One of the key advantages of ICL surgery is reversibility. If any signs of a negative reaction to ICL implantation are observed post operation, the ICL can be removed relatively easily. More commonly, revision surgery involves replacing one ICL with a smaller or larger lens to improve the fit in the eye, or repositioning the ICL within the eye. If revision surgery is required, the recovery is the same and as quick as the original surgery.
LASIK vs ICL
Even though LASIK is the more popular option which is proven and safe, only 95% of people are suitable for it. This is because it is dependent on the corneal parameters taken during the LASIK assessment. Since ICL surgery does not involve the cornea, it makes it the safer and better choice for those who are unsuitable for LASIK.

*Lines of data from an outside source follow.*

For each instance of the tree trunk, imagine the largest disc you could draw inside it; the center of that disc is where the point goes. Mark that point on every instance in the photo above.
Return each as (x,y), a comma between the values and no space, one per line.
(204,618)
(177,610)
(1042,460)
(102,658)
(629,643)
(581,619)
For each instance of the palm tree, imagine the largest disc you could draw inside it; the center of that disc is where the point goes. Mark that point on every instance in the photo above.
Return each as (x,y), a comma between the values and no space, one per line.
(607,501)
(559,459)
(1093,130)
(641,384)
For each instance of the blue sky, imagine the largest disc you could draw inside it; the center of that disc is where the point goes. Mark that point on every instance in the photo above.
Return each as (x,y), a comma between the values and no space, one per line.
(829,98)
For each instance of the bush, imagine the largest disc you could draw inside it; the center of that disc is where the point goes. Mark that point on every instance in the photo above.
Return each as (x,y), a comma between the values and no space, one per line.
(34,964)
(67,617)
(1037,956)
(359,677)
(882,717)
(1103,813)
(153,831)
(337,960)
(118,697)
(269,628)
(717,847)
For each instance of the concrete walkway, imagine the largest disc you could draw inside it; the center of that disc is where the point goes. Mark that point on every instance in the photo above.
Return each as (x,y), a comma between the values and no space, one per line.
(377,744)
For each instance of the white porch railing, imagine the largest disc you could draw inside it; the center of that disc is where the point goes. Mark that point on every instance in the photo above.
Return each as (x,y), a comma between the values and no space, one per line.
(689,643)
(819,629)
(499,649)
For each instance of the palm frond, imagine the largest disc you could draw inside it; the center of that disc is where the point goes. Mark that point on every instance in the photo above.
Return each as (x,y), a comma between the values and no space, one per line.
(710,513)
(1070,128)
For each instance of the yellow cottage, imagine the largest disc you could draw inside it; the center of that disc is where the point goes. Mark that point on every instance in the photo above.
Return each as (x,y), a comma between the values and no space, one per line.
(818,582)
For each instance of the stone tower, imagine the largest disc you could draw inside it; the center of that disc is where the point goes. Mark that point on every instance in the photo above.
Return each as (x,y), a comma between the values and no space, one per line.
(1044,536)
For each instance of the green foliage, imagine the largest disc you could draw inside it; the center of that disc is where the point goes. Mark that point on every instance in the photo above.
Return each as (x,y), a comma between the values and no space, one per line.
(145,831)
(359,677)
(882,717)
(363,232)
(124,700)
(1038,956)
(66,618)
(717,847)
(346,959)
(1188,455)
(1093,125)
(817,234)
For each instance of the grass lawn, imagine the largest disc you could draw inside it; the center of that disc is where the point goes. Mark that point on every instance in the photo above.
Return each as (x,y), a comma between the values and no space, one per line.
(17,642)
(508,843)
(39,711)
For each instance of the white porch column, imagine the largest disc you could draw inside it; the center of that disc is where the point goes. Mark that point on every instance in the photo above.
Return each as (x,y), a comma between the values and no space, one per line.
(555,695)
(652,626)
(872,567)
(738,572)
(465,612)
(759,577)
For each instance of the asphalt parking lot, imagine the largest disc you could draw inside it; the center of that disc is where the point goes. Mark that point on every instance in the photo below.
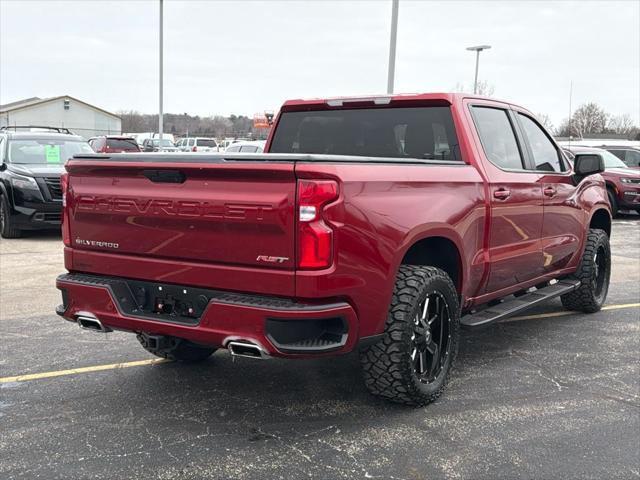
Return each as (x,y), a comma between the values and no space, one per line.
(550,395)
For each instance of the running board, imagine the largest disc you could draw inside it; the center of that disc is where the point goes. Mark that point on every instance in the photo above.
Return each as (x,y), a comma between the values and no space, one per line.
(518,304)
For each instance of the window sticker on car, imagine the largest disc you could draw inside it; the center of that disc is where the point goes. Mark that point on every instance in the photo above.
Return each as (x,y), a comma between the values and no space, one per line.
(52,152)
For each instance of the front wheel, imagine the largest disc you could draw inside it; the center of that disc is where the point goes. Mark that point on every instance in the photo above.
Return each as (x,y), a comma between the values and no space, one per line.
(412,362)
(7,230)
(594,273)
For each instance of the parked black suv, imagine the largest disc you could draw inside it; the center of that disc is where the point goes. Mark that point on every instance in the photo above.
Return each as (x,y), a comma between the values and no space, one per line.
(31,162)
(629,155)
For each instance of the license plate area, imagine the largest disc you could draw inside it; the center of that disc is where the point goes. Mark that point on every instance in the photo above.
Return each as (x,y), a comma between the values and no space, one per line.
(169,302)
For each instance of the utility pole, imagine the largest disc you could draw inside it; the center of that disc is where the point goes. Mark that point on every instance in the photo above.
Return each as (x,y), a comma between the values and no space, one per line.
(477,49)
(392,45)
(160,112)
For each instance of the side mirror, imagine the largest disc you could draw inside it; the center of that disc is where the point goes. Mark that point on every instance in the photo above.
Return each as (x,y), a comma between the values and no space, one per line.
(585,164)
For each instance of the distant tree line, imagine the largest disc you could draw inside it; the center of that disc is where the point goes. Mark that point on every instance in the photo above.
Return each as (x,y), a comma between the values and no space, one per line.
(591,119)
(588,119)
(184,124)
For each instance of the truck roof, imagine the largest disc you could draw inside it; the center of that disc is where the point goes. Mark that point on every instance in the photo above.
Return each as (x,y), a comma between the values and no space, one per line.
(383,99)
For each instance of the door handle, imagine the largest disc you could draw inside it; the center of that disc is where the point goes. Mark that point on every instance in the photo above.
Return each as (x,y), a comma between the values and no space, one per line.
(501,194)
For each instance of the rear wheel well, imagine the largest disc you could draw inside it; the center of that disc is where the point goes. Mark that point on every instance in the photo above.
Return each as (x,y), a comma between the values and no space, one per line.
(600,219)
(437,252)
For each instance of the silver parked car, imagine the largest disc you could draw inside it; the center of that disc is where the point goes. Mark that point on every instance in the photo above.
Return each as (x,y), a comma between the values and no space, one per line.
(197,144)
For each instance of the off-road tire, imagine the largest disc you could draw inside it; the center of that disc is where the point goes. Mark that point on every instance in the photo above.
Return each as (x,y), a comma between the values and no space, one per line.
(6,229)
(389,371)
(612,202)
(179,350)
(588,297)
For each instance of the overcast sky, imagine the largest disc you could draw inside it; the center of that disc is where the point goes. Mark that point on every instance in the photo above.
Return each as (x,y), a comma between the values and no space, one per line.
(247,56)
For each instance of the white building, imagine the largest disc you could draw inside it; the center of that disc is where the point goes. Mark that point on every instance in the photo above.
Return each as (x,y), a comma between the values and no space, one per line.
(65,111)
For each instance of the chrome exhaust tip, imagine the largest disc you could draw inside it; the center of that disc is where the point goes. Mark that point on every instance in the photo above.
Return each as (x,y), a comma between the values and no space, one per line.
(88,321)
(246,349)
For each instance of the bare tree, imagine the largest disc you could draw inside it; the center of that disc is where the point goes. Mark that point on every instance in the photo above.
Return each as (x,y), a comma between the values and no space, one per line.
(589,118)
(484,88)
(621,124)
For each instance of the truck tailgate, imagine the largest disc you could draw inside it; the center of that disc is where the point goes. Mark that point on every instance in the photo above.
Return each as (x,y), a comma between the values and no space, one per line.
(227,213)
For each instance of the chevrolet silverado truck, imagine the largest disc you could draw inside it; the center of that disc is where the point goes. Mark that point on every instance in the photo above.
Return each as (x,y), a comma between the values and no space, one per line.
(378,224)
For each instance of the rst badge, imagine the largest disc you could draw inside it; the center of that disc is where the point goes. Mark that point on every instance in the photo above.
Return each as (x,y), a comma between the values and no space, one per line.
(270,259)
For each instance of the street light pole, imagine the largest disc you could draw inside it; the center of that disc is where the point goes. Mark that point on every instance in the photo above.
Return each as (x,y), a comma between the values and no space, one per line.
(392,45)
(160,112)
(477,49)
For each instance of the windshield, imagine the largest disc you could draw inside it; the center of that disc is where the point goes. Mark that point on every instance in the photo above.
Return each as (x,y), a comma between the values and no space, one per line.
(206,142)
(163,143)
(415,132)
(45,150)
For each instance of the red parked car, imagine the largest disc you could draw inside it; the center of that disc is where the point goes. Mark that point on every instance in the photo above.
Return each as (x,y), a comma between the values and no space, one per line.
(114,144)
(623,182)
(380,224)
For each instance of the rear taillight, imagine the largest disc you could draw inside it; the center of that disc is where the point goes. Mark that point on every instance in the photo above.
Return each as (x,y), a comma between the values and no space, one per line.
(315,237)
(66,230)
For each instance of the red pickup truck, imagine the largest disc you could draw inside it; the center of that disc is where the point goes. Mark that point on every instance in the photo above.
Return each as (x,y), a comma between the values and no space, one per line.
(382,224)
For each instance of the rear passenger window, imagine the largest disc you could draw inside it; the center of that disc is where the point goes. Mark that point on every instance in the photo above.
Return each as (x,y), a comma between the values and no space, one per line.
(497,137)
(545,155)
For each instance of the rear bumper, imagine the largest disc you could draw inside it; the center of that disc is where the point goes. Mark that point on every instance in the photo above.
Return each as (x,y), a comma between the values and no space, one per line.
(282,327)
(36,216)
(629,197)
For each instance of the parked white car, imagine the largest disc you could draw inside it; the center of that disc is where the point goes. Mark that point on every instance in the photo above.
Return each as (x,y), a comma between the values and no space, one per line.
(197,144)
(256,146)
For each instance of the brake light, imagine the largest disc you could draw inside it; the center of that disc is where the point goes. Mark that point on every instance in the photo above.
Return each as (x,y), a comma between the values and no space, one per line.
(315,237)
(66,229)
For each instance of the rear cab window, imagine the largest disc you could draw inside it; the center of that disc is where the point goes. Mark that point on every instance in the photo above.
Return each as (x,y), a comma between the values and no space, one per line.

Even though the risks associated with ICL are very low, it is still a truly invasive intraocular procedure which means that potential complications are much more severe than LASIK. The most serious complication associated with ICL is an infection within the eyeball which results in permanent loss of visual acuity. Infection of the intra-ocular tissues or endophthalmitis are extremely rare but still pose a potentially sight-threatening complication. Some of the other potential problems include, but are not limited to, retinal detachment, cataract, corneal decompensation and glaucoma.